- Tesla has mastered electric cars, but the technology is nothing that the rest of the auto industry can’t easily replicate.
- Traditional carmakers know that vehicles can be a low-margin business, so it’s pushing toward mobility-as-service undertakings.
- Tesla has no meaningful mobility business and might struggle to catch up in this area.
By the numbers, Tesla is getting bigger in a hurry. The company should deliver more than twice as many vehicles as it did last year, and its financials are showing one stunning area of improvement, as revenue swells to historic levels.
But, also by the numbers, Tesla continues to punch far above its weight in terms of its actual physical presence in the global auto industry.
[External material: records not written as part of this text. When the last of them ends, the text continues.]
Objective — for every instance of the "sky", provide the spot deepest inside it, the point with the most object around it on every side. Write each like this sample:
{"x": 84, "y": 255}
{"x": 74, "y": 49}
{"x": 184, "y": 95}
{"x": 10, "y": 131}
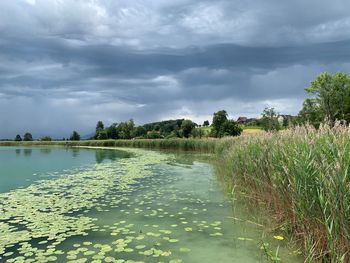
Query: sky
{"x": 65, "y": 64}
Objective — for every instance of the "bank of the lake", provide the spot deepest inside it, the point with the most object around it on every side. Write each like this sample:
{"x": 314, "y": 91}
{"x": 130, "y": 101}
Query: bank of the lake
{"x": 123, "y": 205}
{"x": 301, "y": 175}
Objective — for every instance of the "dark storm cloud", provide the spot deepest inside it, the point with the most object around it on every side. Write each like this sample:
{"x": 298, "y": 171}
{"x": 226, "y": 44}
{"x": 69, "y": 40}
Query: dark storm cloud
{"x": 70, "y": 63}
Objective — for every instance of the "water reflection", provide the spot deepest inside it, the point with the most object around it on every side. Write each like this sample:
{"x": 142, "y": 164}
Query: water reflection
{"x": 45, "y": 150}
{"x": 111, "y": 155}
{"x": 75, "y": 152}
{"x": 27, "y": 152}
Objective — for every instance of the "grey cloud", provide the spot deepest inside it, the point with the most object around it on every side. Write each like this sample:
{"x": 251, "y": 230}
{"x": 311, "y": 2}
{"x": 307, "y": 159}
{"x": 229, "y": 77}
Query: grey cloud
{"x": 66, "y": 64}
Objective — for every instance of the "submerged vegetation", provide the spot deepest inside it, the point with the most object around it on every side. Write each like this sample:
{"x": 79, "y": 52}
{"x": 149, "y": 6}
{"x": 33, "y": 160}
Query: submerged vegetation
{"x": 302, "y": 174}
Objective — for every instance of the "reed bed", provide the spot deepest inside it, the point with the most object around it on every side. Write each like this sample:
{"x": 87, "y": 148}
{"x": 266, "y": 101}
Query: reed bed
{"x": 302, "y": 174}
{"x": 202, "y": 145}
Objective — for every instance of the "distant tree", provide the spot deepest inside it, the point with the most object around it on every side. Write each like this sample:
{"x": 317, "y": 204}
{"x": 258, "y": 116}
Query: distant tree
{"x": 99, "y": 126}
{"x": 46, "y": 138}
{"x": 186, "y": 127}
{"x": 27, "y": 137}
{"x": 219, "y": 119}
{"x": 112, "y": 131}
{"x": 331, "y": 94}
{"x": 75, "y": 136}
{"x": 140, "y": 131}
{"x": 231, "y": 128}
{"x": 311, "y": 113}
{"x": 102, "y": 135}
{"x": 222, "y": 126}
{"x": 126, "y": 130}
{"x": 270, "y": 120}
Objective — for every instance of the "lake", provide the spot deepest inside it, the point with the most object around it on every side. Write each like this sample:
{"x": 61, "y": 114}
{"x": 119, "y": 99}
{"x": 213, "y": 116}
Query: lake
{"x": 130, "y": 205}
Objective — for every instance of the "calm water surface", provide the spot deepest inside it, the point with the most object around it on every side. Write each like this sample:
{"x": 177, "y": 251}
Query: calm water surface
{"x": 79, "y": 205}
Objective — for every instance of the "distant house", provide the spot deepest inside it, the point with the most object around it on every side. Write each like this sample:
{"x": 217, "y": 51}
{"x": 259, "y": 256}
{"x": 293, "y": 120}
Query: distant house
{"x": 284, "y": 118}
{"x": 242, "y": 120}
{"x": 245, "y": 120}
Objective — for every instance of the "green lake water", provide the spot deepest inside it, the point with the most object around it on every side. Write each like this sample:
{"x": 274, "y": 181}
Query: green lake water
{"x": 88, "y": 205}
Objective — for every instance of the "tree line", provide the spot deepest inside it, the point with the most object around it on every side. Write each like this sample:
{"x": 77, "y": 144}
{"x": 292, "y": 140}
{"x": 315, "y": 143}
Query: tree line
{"x": 328, "y": 101}
{"x": 180, "y": 128}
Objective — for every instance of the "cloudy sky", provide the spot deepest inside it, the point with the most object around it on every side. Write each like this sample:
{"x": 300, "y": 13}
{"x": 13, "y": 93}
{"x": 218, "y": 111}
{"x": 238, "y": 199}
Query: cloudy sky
{"x": 65, "y": 64}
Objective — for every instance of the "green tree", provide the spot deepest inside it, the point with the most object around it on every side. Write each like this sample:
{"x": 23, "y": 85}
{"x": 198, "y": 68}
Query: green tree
{"x": 311, "y": 113}
{"x": 140, "y": 131}
{"x": 102, "y": 135}
{"x": 187, "y": 126}
{"x": 99, "y": 126}
{"x": 75, "y": 136}
{"x": 46, "y": 138}
{"x": 270, "y": 120}
{"x": 27, "y": 137}
{"x": 112, "y": 131}
{"x": 222, "y": 126}
{"x": 219, "y": 119}
{"x": 331, "y": 96}
{"x": 126, "y": 130}
{"x": 230, "y": 128}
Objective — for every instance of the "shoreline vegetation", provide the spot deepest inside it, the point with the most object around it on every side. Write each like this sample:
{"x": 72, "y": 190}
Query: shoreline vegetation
{"x": 301, "y": 174}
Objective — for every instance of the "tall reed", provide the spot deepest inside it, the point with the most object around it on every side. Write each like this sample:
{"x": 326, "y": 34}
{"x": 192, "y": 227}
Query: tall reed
{"x": 304, "y": 175}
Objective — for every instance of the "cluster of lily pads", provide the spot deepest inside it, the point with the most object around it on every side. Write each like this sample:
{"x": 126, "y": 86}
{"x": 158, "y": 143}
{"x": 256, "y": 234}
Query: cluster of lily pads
{"x": 38, "y": 222}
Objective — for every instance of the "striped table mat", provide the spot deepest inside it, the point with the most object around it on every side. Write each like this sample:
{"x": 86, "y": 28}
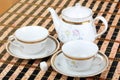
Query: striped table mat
{"x": 34, "y": 12}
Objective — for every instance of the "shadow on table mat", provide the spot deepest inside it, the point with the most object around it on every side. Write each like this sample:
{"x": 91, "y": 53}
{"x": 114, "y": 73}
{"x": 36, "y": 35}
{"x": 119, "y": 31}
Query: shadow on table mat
{"x": 28, "y": 12}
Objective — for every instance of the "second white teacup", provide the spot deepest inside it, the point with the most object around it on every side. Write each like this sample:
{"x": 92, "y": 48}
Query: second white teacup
{"x": 80, "y": 55}
{"x": 29, "y": 39}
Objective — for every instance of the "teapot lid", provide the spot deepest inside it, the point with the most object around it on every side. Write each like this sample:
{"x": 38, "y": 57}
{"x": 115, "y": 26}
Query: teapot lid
{"x": 76, "y": 13}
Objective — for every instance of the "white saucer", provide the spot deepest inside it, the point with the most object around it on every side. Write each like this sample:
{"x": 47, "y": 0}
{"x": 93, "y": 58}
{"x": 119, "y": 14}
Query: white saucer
{"x": 58, "y": 63}
{"x": 51, "y": 47}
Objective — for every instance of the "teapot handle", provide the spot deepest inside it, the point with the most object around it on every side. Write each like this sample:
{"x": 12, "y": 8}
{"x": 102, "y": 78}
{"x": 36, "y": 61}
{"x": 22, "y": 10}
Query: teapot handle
{"x": 104, "y": 22}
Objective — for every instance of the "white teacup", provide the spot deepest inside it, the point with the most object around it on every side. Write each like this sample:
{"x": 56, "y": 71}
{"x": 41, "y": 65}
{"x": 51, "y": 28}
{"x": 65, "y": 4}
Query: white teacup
{"x": 80, "y": 55}
{"x": 29, "y": 39}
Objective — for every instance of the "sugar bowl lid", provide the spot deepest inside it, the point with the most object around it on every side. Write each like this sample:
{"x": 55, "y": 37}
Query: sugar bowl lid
{"x": 76, "y": 13}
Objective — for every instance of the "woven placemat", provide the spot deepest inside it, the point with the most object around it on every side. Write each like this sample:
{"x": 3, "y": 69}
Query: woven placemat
{"x": 34, "y": 12}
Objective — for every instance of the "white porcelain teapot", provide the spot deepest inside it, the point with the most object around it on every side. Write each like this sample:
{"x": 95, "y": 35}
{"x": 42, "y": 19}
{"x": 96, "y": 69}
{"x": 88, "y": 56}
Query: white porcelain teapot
{"x": 76, "y": 23}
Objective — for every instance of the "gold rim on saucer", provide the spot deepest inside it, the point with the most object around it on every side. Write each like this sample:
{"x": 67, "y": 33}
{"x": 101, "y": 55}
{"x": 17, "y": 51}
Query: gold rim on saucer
{"x": 57, "y": 44}
{"x": 62, "y": 69}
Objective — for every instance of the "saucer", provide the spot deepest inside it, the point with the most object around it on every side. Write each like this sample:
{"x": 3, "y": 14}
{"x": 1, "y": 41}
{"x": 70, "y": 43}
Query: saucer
{"x": 58, "y": 63}
{"x": 51, "y": 47}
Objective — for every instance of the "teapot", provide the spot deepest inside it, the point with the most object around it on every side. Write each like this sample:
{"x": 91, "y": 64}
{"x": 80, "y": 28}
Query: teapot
{"x": 76, "y": 23}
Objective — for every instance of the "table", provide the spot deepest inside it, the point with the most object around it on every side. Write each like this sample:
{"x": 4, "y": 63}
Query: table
{"x": 34, "y": 12}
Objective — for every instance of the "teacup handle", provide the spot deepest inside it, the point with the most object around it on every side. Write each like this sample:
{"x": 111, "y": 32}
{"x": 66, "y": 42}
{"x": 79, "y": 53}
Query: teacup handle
{"x": 104, "y": 22}
{"x": 12, "y": 40}
{"x": 97, "y": 59}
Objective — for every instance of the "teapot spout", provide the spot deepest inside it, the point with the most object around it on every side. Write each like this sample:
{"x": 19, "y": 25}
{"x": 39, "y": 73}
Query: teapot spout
{"x": 55, "y": 17}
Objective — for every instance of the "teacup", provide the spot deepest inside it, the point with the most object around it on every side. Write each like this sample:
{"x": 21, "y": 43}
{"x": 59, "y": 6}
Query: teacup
{"x": 29, "y": 39}
{"x": 80, "y": 55}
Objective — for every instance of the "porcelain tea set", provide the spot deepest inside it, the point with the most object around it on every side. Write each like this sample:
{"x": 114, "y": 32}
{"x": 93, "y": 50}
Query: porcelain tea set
{"x": 79, "y": 55}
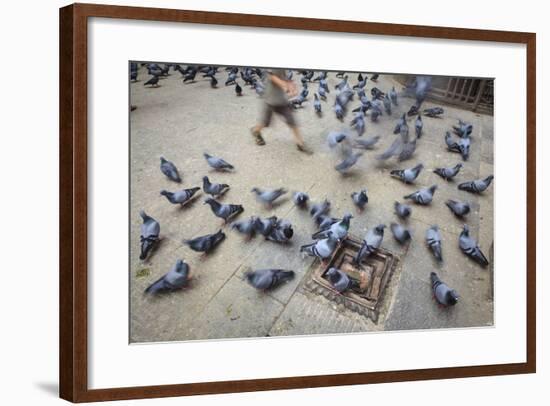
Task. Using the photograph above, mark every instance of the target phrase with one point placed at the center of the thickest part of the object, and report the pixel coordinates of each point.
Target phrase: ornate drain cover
(373, 275)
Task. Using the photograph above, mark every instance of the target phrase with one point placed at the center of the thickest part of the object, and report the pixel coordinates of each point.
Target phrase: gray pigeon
(176, 278)
(265, 279)
(407, 151)
(407, 175)
(448, 173)
(338, 230)
(324, 221)
(205, 243)
(464, 148)
(319, 209)
(214, 189)
(360, 199)
(335, 137)
(402, 210)
(170, 170)
(300, 199)
(422, 196)
(281, 232)
(224, 211)
(433, 239)
(400, 233)
(320, 249)
(371, 242)
(476, 186)
(181, 196)
(393, 96)
(444, 295)
(245, 227)
(268, 196)
(218, 163)
(340, 281)
(418, 125)
(265, 226)
(150, 230)
(458, 208)
(367, 143)
(317, 104)
(469, 246)
(401, 122)
(348, 162)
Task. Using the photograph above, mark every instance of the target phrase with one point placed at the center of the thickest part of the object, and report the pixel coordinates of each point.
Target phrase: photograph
(291, 201)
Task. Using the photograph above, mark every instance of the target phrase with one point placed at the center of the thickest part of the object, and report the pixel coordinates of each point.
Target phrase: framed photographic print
(255, 202)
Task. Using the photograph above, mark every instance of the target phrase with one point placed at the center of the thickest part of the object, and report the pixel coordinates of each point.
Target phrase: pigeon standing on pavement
(265, 279)
(340, 281)
(224, 211)
(268, 196)
(348, 162)
(300, 199)
(213, 189)
(422, 196)
(470, 247)
(360, 199)
(321, 249)
(371, 242)
(150, 230)
(181, 196)
(407, 175)
(205, 243)
(448, 173)
(245, 227)
(418, 125)
(476, 186)
(433, 239)
(218, 163)
(176, 278)
(400, 233)
(444, 295)
(459, 209)
(170, 170)
(402, 210)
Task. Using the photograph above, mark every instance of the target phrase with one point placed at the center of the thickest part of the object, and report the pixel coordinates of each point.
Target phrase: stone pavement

It has one car factory and one partially completed battery factory, in California and Nevada, respectively. Its total manufacturing capacity is roughly 500,000 annually, while the rest of the industry in the US alone can do 14 million. Its market capitalization is higher than Ford or Fiat Chrysler Automobiles.
This outsized impression of success has led numerous Tesla boosters to attribute a massive first-mover advantage to the company, arguing that Tesla somehow has a huge lead and that everybody else will need to play catch-up.
There are two major problems with that case. The first is that the market for electric vehicles is currently rather tiny. Tesla has established itself as a force to be reckoned with in the automotive equivalent of the solid-gold fluegelhorn market. Solid-gold flugelhorns could become really, really big in the next few decades. But for now, well … they’re sold-gold flugelhorns, and the auto industry is far from sure that they constitute a true mass market anytime soon.
The second is that Tesla will somehow get a pass on spending to remain competitive. My view is that Tesla has the potential to fill a large role in the middle of the US market, sales-wise. But to get there, it will require new factories, and it will have to build them at 21st-century prices.
Addicted to reinventing the wheel
Another factor to consider is that the traditional car business doesn’t consider electrification to be that big a deal. Electric vehicles have been around, in one form or another, for a century. Tesla under Musk rebranded the electric car, making it sexy and fast rather than virtuous and underpowered. But swapping gas-engines for electric propulsion isn’t a heavy lift. Up to this point, the industry has avoided it because EVs cost a lot more than gas vehicles, achieving long-range with EVs is challenging, and the recharging infrastructure is skimpy. Also, consumer demand has been slight.
Regulatory pressures and a rapidly expanding auto market in China are forcing carmakers to rethink EVs, but the economics are anything but worked out. No one is really sure if EV net profit margins will materialize, even though Tesla often touts its 20%-ish gross margins.
For this reason, two big pivots have occurred in the more futuristic area of automobility. Number one is the shift to self-driving cars. This is the electric car of the moment, as compelling as EVs were ten years ago. Billions of dollars in value are now being attached to serious autonomous efforts from GM’s Cruise division and Alphabet’s Waymo.
Mobility-as-a-service is driving business activity
Number two is mobility as a service. Much of the M&A activity in the industry is now around alternatives to the automobile and is focused on the highly urbanized environments of the future, which could be highly car-unfriendly. Ford just bought a San Francisco scooter startup, Spin, and has already acquired a ride-sharing service in Chariot. GM has developed a ride-hailing/sharing service, Maven. And various other car companies are doubtlessly planning to use the massive amount of cash they’ve raked in selling big SUVs for the past few years to make their own moves.
Tesla has been talking about a networked transportation service, but it doesn’t yet have anything. Additionally, its very traditional own-lease model for its cars is somewhat incompatible with the notion that customers will want to allow strangers to borrow vehicles that go for $50,000-$150,000. There’s nothing quite like getting your Model 3 back with a back seat full of In-N-Out wrappers to turn you off sharing.
Make no mistake, Tesla is an impressive car company, the first new player to come along in decades. But it doesn’t have an infinitely flexible business model, and if anybody is going to play catch-up on mobility-as-a-service, it’s probably going to be Tesla. The company might not succeed. And guess what? That wouldn’t be a bad thing. Tesla has upped its electric-car game considerably since 2014. That should be good enough. It’s simply the flighty attention spans of Silicon Valley that are endlessly scoping out the shiny new thing.